Dimalates.Learning.Checks.IsEnrolledInCourse is a small Ash check module. It runs on every read and write attempt that goes through the resource. There is no authorization logic in the LiveViews. There is none in the controllers. The web layer is “fetch the actor, fetch the tenant, call the domain function, render.”

This is the part of Ash I’d most miss going back to plain Phoenix. The framework drags you toward putting auth at the resource level, which is the only place it can be checked consistently.

Observability

The app exports OpenTelemetry traces from Phoenix, Bandit, Ecto, and Ash via the corresponding opentelemetry_* packages, and reports errors to Sentry with sentry_before_send filtering out the predictable noise. Every request gets a trace; every Ash action shows up as a span; every Ecto query is a child span underneath. When a slow request shows up in Sentry, the linked trace usually tells me exactly which Ash action and which query.

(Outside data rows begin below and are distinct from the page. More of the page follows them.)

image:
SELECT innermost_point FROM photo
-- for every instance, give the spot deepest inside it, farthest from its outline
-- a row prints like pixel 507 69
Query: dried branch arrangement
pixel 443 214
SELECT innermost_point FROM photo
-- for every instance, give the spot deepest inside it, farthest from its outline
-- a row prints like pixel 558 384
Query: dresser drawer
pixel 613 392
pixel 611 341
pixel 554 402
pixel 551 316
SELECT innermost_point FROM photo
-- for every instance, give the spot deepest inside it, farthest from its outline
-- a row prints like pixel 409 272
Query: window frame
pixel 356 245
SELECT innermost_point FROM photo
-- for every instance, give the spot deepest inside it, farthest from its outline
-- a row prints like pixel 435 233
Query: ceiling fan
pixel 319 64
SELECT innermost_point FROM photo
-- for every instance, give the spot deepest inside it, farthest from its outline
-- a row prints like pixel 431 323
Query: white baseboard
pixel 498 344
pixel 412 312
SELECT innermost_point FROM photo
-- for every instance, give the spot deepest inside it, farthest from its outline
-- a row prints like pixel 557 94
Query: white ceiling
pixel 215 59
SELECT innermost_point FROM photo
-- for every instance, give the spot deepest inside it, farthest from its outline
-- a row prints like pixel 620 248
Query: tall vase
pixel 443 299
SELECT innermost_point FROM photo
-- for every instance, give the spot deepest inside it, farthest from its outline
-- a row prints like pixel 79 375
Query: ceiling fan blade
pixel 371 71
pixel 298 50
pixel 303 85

logger_json formats logs as JSON for Fly’s log shipper, and Dimalates.AuditLogNotifier writes a separate audit trail for sensitive actions (role changes, tenant-level config edits) so admins can see who did what.

Closing thought

Ash gets a reputation for being heavyweight, and on the surface it is: a lesson resource is 200 lines of declarative DSL. But the alternative isn’t 50 lines of Ecto schema; it’s 50 lines of schema, plus 200 lines of context module, plus authorization checks scattered across LiveViews and controllers, plus a JSON API serializer module, plus duplicate validation logic for the admin UI. Ash collapses all of that into one place, and the resulting code is the easiest Elixir codebase I’ve ever come back to after a month away.

If you’re considering Ash for a multi-tenant SaaS with non-trivial authorization, my recommendation is: try it. The learning curve is real, but so is the payoff.